What's your sine? Finding the right algorithm for digital frequency synthesis on a DSP
Perhaps the most fundamental building block of all communication equipment is the sine wave generator. We have ample knowledge of how to generate sine waves using analog electronic hardware. In modern electronics, however, more and more functions once performed by analog circuitry are now performed by digital signal processors or field-programmable gate arrays. Those two types of ICs are the main approaches for developing and implementing signal processing: either the programmable DSP or the ASIC/FPGA.
Lately, high-performance DSPs are using concepts, such as execution pipelining and parallelism of operations, which were unknown to their ancestor the CPU but routine to the FPGA world. DSPs are starting to resemble FPGAs more and more, and although some fundamental differences remain, this hybridization makes it possible to use algorithms originally developed for one environment in the other.
For instance, you can use a very efficient algorithm for computing the sine for an arbitrary phase in a programmable DSP. The method is not new in itself but adapts the original ideas applied to the design of direct digital frequency synthesizer (DDFS) ICs over two decades ago.
It's important to highlight at this point a crucial difference between algorithms used to compute the sine of a random input phase and those that generate a sine wave. While a sine computation algorithm can be easily converted into a sine wave generator, by providing to its input a monotonically increasing phase sequence, it's absolutely impractical, if not impossible, to use a sine wave generator to calculate the sine of a random phase input.

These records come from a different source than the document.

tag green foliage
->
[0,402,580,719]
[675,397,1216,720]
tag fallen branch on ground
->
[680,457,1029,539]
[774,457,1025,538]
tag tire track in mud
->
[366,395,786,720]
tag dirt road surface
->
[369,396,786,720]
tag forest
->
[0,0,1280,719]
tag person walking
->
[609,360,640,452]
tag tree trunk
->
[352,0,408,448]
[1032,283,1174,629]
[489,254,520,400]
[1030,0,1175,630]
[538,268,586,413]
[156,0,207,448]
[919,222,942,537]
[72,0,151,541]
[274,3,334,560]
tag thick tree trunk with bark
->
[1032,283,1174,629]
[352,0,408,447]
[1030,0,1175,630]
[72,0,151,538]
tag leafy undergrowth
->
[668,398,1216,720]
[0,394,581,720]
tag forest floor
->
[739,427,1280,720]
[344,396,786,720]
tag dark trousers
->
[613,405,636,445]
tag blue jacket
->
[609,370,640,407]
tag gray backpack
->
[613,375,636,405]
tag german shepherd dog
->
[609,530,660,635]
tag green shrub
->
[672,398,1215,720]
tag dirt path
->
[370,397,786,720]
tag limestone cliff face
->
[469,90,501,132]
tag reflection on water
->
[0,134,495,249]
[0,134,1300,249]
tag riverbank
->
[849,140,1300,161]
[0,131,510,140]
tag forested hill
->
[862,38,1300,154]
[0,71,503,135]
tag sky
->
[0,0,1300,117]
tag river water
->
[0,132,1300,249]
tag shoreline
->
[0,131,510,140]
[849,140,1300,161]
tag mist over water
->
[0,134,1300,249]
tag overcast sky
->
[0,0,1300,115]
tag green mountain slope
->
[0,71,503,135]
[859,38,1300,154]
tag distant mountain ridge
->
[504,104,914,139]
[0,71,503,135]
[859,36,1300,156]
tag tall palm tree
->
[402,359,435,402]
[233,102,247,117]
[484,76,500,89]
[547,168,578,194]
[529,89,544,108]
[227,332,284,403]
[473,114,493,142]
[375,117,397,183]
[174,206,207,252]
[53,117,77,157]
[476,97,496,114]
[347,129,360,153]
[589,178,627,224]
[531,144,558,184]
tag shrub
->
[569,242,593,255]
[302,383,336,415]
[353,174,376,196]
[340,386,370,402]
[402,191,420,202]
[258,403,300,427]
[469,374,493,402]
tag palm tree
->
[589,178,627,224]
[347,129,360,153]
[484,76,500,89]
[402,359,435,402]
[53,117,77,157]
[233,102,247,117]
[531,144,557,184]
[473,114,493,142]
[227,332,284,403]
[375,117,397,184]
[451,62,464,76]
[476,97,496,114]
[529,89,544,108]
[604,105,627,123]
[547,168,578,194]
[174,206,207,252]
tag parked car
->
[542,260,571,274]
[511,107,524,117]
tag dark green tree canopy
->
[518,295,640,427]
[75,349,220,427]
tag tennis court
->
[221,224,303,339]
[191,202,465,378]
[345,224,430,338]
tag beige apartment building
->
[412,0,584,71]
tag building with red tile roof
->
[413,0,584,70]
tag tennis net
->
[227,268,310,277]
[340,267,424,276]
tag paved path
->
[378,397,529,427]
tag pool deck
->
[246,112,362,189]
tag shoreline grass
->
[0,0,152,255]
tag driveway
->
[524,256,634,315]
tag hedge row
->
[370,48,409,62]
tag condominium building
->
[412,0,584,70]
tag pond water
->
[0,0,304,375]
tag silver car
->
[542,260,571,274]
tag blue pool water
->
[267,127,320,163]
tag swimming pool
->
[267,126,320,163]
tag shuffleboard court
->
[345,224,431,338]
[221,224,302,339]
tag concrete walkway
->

We'll differentiate these algorithms as sine computation and sine generation with the understanding that a sine computation is a more general method and hence can be easily converted into the latter without significant additional complexity.
In this article, we'll review the most common methods for the computing and generating a sine wave on a programmable DSP, as well as provide a brief introduction to direct digital frequency synthesis (DDFS). We'll then describe a new approach to DDFS based on an algorithm created by combining lookup tables and trigonometric identities. The approach lends itself well to implementation on DSPs such as the Texas Instruments' C6x.
Sine generation in a programmable DSP
Implementing a high-speed sine-wave synthesizer in a programmable DSP is hardly a trivial task; it often requires a careful trade-off between memory and implementation complexity. The problem arises because the standard algorithms used to calculate Sin(x), as well as any other transcendental function of x, are based on the Taylor series expansion of the function in question, which is a time-consuming procedure. Hence, for a given finite number of CPU cycles, only a limited number of results can be rendered in real time. Several alternative algorithms have been developed to boost the performance of the sine-wave generation. Table 1 presents some of the most popular sine generation and computation algorithms used in a DSP.